Potential fix for incorrectly parsed emotes when a message is offset due to unicode characters.

mquin2003 commented 4 months ago

This is related to issues #413 and #437. I also experienced this issue with emotes getting parsed incorrectly, leading to a live-chat that would fail to convert.

In my instance, the conversion from a live chat would fail with runtime error: slice bounds out of range and would hang with no further status updates in the queue.

The message that caused the error is as follows: "You Fooool" LUL LUL LUL which is \u201cYou Fooool\u201d LUL LUL LUL as the quotation marks are unicode characters. I noticed that in the emoteFragments splice in ganymede/internal/utils/tdl.go, two of the three LUL emotes had duplicate pos1 and pos2 values, despite there being three "LUL" emotes in three different positions.

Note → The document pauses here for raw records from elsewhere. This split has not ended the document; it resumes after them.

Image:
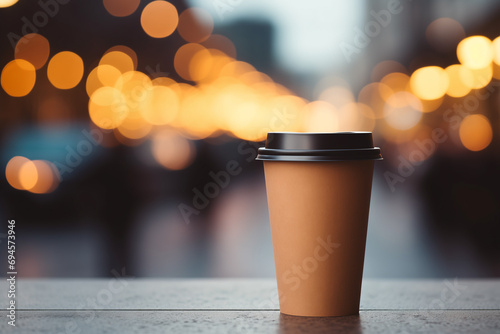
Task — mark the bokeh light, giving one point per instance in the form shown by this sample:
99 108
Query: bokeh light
337 96
121 8
7 3
405 111
12 171
134 129
47 177
475 132
171 150
195 25
183 58
18 77
118 59
162 106
429 83
128 51
475 52
221 43
34 48
65 70
107 107
28 175
384 68
481 77
322 117
159 19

In the original live chat file, each LUL had the following positions, respectively: 13-15, 17-19, 21-23.

However, due to the offset caused by the unicode characters, findSubstringPositions was called as per the statement if slicedEmote != liveCommentEmote.Name on line 201, which gave the first emote the start and end positions: [17, 20].

After this corrected emote is appended, then on the second loop iteration, we're on the second LUL in the message, where its own (uncorrected) start position happens to be 17, the same value of the corrected start position of the previous emote. Because of this, despite the offset, slicedEmote == liveCommentEmote.Name, so a second emote of the same length is appended to emoteFragments since it thinks there's no offset.

This is how emoteFragments ended up with two emotes with identical start and end positions. After that, on line 259, fragmentText := tdlComment.Message.Body[emoteFragments[i-1].Pos2:emoteFragment.Pos1] fails with the runtime error: slice bounds out of range error.

This is because the starting position of the emote increments past the stored start position of the second emote.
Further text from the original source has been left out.